Claims severity also can be aligned with the increase in ‘batch claims’ where multiple, related claims are tied to the same event or medical product defect. Litigation ensues following discovery of a series of medical incidents in the rendering of professional healthcare services that resulted in bodily injury or harm to numerous patients at a medical facility or hospital. Today, the most common issues related to the upsurge in batch claims are tied to hospital sterilization practices and employee misconduct. Batch claims have become more prevalent given an aggressive plaintiffs’ bar eager to seize on systemic medical risks at healthcare institutions.

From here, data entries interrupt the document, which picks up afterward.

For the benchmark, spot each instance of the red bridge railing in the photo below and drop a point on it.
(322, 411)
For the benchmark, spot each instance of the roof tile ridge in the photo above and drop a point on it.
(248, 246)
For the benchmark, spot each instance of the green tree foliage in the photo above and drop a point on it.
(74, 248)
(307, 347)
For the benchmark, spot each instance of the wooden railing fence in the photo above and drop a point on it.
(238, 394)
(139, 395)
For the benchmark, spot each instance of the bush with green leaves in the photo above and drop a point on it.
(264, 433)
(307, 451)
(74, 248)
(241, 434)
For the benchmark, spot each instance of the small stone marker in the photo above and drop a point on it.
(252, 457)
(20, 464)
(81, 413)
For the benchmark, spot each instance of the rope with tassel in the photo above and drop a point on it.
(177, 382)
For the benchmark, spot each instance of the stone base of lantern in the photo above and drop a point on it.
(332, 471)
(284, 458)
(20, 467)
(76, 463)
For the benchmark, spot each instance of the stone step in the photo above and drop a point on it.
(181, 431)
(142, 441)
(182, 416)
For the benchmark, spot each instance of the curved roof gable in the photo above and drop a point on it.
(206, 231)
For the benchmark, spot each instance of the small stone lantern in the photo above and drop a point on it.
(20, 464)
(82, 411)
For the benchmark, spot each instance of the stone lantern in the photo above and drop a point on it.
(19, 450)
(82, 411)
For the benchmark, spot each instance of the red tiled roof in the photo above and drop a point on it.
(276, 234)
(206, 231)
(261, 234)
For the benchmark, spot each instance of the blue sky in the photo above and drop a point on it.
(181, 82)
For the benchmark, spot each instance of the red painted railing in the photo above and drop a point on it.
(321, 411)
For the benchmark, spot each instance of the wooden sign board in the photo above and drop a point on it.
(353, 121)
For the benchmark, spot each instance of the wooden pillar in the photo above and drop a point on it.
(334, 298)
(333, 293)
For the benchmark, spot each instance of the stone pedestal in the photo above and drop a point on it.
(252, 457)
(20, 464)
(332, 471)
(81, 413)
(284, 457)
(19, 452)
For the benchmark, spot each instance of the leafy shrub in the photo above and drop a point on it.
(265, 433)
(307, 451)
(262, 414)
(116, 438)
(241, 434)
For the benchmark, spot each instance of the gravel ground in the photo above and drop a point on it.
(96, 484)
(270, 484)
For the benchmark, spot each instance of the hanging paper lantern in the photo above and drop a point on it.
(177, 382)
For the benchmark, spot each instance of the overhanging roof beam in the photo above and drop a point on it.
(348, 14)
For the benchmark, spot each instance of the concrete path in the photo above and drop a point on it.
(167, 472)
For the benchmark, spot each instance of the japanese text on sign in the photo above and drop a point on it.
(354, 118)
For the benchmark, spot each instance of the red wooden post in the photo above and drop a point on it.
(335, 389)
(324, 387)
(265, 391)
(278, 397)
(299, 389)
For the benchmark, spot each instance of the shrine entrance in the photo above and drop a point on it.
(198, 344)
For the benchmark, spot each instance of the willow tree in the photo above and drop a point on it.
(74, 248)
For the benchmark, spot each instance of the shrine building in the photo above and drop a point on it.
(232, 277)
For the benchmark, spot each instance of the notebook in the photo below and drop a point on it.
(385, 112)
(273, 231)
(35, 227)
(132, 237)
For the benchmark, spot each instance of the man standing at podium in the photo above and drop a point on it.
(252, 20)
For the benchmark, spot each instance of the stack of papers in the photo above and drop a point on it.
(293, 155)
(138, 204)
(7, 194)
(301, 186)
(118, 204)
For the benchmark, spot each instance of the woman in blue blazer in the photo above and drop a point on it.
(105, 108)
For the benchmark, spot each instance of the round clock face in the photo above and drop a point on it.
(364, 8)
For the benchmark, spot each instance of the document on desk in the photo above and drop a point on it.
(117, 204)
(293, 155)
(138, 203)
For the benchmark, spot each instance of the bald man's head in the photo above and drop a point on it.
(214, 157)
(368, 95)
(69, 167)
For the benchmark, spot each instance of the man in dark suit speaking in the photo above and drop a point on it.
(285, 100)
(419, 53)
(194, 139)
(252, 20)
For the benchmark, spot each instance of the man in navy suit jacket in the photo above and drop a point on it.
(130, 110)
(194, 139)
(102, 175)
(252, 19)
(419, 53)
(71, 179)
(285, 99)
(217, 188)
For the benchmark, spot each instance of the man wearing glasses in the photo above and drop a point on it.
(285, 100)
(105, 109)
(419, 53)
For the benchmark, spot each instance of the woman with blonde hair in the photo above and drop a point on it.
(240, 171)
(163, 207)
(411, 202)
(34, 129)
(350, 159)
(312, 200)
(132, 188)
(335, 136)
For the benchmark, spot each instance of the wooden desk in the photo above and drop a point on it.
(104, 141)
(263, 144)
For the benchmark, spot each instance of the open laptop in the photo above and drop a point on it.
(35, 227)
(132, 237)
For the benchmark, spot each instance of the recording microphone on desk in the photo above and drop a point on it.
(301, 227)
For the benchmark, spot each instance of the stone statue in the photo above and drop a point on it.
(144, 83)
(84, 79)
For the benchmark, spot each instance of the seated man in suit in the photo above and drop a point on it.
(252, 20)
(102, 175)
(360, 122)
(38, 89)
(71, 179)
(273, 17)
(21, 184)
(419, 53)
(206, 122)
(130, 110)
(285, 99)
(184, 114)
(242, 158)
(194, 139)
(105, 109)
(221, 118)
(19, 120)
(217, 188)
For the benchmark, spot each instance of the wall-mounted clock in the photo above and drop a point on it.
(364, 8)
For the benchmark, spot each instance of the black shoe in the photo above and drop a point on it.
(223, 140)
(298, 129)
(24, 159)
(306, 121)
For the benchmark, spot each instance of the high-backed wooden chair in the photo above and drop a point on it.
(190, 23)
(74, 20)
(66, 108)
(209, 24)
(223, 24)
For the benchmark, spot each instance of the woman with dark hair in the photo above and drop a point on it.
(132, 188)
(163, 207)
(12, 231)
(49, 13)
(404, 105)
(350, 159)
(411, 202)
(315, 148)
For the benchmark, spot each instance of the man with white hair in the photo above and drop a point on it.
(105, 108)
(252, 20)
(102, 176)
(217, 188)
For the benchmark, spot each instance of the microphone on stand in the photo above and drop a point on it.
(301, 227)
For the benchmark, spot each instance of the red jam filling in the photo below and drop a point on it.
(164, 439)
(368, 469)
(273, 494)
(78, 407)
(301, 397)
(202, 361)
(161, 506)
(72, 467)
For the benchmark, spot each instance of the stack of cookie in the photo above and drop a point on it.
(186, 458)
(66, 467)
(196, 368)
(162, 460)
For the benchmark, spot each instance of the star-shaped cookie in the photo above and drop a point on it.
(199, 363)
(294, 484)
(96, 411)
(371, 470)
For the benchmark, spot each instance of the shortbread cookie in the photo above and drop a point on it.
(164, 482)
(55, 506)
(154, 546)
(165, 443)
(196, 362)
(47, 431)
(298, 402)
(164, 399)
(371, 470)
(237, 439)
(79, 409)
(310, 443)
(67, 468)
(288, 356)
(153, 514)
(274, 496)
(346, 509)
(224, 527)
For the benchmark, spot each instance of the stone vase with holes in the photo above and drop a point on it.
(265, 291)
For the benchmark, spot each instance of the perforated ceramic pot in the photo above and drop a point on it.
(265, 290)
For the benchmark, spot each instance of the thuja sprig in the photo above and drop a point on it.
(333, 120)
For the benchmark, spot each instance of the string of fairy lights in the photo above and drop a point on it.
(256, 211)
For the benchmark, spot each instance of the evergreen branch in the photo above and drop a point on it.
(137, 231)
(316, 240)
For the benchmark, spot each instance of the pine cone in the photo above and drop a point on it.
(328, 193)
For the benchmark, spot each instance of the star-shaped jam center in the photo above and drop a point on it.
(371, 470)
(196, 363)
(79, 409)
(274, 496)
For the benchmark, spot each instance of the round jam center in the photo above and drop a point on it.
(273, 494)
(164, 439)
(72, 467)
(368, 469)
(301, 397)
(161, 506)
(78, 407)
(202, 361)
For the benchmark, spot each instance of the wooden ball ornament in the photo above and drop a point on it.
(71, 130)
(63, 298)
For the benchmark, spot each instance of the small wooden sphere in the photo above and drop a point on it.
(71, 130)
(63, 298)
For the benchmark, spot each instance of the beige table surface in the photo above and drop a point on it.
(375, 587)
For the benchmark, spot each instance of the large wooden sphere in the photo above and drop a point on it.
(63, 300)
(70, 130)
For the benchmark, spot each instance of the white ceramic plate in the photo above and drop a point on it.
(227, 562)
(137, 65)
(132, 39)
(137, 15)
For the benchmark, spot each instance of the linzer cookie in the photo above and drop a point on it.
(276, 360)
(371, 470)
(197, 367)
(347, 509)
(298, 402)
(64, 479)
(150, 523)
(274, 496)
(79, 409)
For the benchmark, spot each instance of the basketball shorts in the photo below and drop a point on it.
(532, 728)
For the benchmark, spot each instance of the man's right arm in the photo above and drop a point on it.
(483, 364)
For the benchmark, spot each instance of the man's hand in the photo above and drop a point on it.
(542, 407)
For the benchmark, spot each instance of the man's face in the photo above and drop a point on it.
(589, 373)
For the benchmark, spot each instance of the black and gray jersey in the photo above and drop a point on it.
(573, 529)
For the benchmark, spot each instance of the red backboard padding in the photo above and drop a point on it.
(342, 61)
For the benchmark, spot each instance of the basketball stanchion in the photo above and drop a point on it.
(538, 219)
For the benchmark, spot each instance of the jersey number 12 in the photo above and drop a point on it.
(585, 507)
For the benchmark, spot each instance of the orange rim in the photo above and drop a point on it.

Case management costs surrounding claim severity have ballooned in preparation for high profile, potentially high award cases. Mock trials, panels of experts, jury focus groups are all tactics

deployed in advance of settlement discussions and eventual trial for defense lawyers to assess influencing factors and likely outcomes. The drill is to determine whether the plaintiff should reach a settlement agreement or to “hold your ground” based on the belief that they could win a significant jury verdict at trial. For healthcare liability insurers, pressure on rates has become unavoidable driven by the need to generate premium in anticipation of large verdicts, typically well in excess of $5 million. For example, five years ago a healthcare liability insurer would not have to open up a live file prior to settlement discussions. Further, an excess insurance writer may not have been involved as case settlement or jury verdict for payment of reasonable damages would have been adequately covered at the primary level.

The trend toward high severity claims and outsize jury awards is likely to continue. In today’s litigious era, there has been a seismic behavioral transference in believability or burden of proof in the court of public opinion against institutions, healthcare systems and medical professionals. Healthcare professional liability insurers will be challenged to balance pricing with exposure to anticipated severity of risk.